Influence of polypeptide size and intracellular sorting on the induction of epitope-specific CTL responses by DNA vaccines in a mouse model.

We have analysed the influence of size, intracellular localisation, and sorting of various human immunodeficiency virus type 1 (HIV-1)-derived Gag and Env polypeptides containing well defined H2(d)-restricted cytotoxic T lymphocyte (CTL) epitopes on the induction of a humoral and cellular immune response after DNA vaccination. Thus, expression vectors were generated based on RNA- and codon-optimised genes encoding (i). budding competent full-length Gag, (ii). a myristylation defect mutant GagMyr(-), (iii). the isolated p24 capsid moiety of Gag as well as variants of these proteins, which were C-terminally fused HIV gp120-derived V3 epitope (R10I), respectively. These constructs were compared to different minitopes each encoding one of the H2(d)-restricted Gag epitopes A9I and E10F or the V3 epitope R10I that were directly linked to the C-terminus of an Ad2-E3 protein-derived ER signal peptide. Immunological evaluation of these constructs in BALB/c mice revealed that both, the budding competent as well as the intracellular Gag proteins were-irrespective of their molecular weights-equally efficient in the priming of Gag-specific humoral and cellular immune responses. In addition, the capacity of these constructs to stimulate Gag-specific humoral as well as H2-K(d) and H2-L(d) restricted cellular immune responses was not influenced by C-terminal fusion of the immunodominant H2-D(d) restricted V3 epitope.
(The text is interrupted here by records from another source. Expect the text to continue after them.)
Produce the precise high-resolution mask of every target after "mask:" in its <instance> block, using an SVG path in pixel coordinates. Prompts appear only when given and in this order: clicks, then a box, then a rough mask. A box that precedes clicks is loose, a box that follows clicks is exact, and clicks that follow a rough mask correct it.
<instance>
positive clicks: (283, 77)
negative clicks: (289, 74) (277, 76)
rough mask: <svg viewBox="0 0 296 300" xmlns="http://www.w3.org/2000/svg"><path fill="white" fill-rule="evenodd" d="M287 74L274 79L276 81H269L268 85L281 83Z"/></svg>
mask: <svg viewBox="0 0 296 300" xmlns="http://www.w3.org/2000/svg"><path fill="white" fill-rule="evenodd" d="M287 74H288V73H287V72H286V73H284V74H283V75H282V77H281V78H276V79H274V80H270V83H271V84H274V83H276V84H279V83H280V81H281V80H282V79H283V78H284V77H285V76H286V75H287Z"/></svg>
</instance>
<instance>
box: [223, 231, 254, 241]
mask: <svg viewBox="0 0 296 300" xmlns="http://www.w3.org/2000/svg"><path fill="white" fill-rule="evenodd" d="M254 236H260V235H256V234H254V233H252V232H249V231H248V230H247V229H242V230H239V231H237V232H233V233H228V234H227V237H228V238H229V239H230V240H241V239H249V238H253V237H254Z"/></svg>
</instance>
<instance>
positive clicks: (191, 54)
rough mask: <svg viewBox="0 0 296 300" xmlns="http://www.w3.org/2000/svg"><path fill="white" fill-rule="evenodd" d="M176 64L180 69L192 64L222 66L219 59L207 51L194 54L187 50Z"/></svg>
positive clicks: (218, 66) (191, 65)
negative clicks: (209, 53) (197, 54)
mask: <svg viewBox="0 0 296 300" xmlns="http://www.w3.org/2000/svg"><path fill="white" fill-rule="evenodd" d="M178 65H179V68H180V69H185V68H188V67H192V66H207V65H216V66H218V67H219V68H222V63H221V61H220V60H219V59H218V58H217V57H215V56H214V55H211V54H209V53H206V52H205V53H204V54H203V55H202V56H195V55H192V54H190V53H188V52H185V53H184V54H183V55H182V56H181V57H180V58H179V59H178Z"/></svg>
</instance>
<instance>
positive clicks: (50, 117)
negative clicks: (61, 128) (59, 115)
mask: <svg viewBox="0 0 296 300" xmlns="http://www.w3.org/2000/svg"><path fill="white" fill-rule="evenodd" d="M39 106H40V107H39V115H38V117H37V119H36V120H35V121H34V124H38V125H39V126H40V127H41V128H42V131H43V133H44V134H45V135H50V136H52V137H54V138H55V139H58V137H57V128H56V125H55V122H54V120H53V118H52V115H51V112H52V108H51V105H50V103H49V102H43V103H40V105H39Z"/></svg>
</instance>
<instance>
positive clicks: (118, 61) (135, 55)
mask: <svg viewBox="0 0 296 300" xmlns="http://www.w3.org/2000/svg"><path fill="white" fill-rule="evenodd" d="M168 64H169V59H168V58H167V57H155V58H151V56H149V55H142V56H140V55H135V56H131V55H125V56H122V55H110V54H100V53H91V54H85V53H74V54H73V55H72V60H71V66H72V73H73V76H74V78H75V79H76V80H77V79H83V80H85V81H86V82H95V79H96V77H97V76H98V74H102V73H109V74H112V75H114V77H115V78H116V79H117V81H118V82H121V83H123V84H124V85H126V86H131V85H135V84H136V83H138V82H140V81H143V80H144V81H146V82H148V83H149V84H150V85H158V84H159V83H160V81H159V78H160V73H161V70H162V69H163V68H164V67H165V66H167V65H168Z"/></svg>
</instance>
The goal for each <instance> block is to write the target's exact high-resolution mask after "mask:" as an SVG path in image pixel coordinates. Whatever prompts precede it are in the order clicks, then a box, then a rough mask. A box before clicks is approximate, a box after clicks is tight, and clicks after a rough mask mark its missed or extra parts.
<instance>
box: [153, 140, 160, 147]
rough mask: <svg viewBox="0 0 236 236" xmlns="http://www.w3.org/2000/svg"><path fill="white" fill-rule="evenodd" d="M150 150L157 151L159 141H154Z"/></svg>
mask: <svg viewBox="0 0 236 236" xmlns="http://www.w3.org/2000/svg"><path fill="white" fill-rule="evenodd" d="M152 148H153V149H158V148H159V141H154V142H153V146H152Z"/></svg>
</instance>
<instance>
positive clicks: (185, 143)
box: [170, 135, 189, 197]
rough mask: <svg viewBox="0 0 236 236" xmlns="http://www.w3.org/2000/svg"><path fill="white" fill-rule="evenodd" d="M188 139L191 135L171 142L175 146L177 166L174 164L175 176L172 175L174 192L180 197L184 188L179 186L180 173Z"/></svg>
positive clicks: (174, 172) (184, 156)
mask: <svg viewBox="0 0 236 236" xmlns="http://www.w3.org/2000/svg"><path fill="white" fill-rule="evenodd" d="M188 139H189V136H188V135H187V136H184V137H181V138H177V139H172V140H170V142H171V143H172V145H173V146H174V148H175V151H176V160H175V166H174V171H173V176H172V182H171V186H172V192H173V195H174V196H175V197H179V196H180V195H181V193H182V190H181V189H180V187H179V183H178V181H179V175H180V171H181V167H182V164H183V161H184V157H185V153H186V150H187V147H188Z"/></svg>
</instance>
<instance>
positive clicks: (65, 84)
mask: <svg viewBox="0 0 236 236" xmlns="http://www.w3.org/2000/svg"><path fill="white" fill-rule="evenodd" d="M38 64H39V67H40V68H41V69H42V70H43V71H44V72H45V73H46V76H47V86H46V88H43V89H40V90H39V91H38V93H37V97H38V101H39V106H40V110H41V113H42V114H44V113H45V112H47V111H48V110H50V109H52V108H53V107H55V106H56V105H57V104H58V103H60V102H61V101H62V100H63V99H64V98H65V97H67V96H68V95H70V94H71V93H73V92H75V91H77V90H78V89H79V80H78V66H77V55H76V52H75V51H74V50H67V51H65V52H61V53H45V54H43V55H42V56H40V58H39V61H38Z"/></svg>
Chimeric GagV3 polyproteins encoding all three major CTL epitopes within a continuous polyprotein were more efficient to stimulate epitope-specific cellular immune responses than the selected minitopes. In addition, the minitopes failed to induce epitope-specific antibody responses. These results clearly show the advantages of complex polypeptides over minitopes regarding the induction of strong humoral and cellular immune responses.